## Building RAG chatbots with LangChain and Qdrant

### install libraries
```shell
!pip install -U   \
    langchain     \
    openai        \
    datasets      \
    qdrant-client \
    tiktoken
```

In [1]:
import os
from dotenv import load_dotenv
from langchain_openai import ChatOpenAI
load_dotenv('./.env')

True

In [2]:
chat = ChatOpenAI(
    model='gpt-3.5-turbo'
)

In [3]:
from langchain.schema import (
    SystemMessage,
    HumanMessage,
    AIMessage
)

messages = [
    SystemMessage(content="You are a helpful assistant."),
    HumanMessage(content="Hi AI, how are you today?"),
    AIMessage(content="I'm great thank you. How can I help you?"),
    HumanMessage(content="I'd like to understand machine learning.")
]

In [4]:
res = chat.invoke(messages)
res

AIMessage(content='Machine learning is a subset of artificial intelligence that involves developing algorithms and statistical models that allow computers to learn from and make predictions or decisions based on data. The main goal of machine learning is to enable computers to automatically learn and improve from experience without being explicitly programmed. There are various types of machine learning algorithms, such as supervised learning, unsupervised learning, and reinforcement learning, each serving different purposes and applications. Do you have any specific questions about machine learning that I can help clarify for you?')

In [5]:
print(res.content)

Machine learning is a subset of artificial intelligence that involves developing algorithms and statistical models that allow computers to learn from and make predictions or decisions based on data. The main goal of machine learning is to enable computers to automatically learn and improve from experience without being explicitly programmed. There are various types of machine learning algorithms, such as supervised learning, unsupervised learning, and reinforcement learning, each serving different purposes and applications. Do you have any specific questions about machine learning that I can help clarify for you?


In [6]:
messages.append(res)

In [7]:
prompt = HumanMessage(
    content="Whats the difference between supervised and unsupervised?"
)
messages.append(prompt)

In [8]:
res = chat.invoke(messages)

In [9]:
print(res.content)

Supervised and unsupervised learning are two main types of machine learning approaches that involve different methods of training models and making predictions:

1. Supervised learning: In supervised learning, the algorithm is trained on a labeled dataset, where each example in the dataset is associated with a target output or label. The goal is for the model to learn a mapping between the input data and the corresponding output labels. During training, the model adjusts its parameters based on the difference between its predictions and the true labels in order to minimize the prediction error. Once the model is trained, it can make predictions on new, unseen data by generalizing from the labeled training examples.

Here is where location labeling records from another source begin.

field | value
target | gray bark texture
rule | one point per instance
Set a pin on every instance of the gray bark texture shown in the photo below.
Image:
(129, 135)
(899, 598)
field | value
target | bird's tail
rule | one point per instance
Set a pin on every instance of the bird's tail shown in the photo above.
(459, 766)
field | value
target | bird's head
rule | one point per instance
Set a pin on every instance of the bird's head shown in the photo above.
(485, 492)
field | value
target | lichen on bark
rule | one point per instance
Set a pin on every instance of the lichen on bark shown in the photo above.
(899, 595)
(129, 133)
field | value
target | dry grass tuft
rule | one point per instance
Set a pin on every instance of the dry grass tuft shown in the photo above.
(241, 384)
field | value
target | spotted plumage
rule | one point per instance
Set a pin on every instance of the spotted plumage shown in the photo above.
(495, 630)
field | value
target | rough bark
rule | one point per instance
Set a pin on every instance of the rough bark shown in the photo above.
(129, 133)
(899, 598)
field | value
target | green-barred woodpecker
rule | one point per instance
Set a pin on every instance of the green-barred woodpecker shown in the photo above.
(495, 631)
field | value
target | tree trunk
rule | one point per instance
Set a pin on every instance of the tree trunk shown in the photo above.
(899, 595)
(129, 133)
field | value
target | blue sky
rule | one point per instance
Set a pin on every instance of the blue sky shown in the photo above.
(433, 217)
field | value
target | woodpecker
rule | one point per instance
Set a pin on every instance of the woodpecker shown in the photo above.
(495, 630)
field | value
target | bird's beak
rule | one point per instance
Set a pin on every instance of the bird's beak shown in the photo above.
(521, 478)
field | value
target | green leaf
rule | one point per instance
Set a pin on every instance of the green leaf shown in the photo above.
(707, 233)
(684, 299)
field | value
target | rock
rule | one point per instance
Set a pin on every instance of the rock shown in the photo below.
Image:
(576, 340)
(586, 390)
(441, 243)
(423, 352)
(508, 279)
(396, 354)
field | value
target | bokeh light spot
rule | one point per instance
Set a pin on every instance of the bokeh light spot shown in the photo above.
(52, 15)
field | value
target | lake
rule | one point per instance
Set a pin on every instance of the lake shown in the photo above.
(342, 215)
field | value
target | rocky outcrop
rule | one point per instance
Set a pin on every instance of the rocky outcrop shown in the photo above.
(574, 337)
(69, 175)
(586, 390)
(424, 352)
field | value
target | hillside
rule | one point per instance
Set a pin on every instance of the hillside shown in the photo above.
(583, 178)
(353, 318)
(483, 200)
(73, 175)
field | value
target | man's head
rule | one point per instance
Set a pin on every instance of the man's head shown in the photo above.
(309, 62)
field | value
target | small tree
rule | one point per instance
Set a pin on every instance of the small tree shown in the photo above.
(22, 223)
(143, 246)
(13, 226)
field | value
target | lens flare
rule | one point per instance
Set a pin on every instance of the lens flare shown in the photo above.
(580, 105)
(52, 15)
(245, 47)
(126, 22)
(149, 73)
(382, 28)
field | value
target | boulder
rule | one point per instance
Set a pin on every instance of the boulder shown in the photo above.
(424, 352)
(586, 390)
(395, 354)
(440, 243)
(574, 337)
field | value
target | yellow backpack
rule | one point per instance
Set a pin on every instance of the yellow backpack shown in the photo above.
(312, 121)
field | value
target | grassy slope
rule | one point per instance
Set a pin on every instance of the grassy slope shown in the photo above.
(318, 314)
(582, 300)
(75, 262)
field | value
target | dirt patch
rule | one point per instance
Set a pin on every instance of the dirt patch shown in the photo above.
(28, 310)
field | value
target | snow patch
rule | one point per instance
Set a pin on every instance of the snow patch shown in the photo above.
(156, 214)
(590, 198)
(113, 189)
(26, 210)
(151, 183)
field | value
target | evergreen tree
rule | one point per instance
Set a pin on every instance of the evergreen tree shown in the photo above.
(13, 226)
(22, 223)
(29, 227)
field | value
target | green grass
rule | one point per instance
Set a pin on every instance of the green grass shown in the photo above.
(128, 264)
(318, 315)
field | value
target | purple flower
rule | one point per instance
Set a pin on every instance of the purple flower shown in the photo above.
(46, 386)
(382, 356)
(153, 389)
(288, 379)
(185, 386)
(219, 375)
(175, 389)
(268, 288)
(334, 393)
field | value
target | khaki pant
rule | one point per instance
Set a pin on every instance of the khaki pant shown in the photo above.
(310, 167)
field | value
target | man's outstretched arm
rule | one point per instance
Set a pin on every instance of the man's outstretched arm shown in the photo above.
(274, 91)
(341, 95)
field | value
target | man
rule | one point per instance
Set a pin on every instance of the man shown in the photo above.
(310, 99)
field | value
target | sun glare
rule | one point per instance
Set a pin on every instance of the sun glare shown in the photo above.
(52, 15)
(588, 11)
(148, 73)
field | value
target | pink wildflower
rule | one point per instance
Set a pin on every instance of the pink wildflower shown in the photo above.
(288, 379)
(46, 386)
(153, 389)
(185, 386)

Examples of supervised learning tasks include classification (predicting discrete class labels) and regression (predicting continuous values). Common algorithms used in supervised learning include linear regression, logistic regression, support vector machines, decision tre

In [10]:
# add latest response to messages
messages.append(res)

# create a new user prompt
prompt = HumanMessage(
    content="What is so special about Mistral 7B?"
)
# append to messages
messages.append(prompt)

# send to GPT
res = chat.invoke(messages)

In [11]:
print(res.content)

Mistral 7B is a high-performance computing system developed by Atos, a global leader in digital transformation. The Mistral 7B supercomputer is notable for its advanced capabilities and specifications that make it suitable for demanding computational tasks across various fields, such as scientific research, engineering simulations, weather forecasting, and AI applications. Some of the key features and highlights of Mistral 7B include:

1. High computational power: Mistral 7B is equipped with a powerful combination of processors, memory, and storage systems that enable it to perform complex calculations and simulations at a rapid pace. Its high-performance architecture allows for efficient processing of large datasets and computation-intensive tasks.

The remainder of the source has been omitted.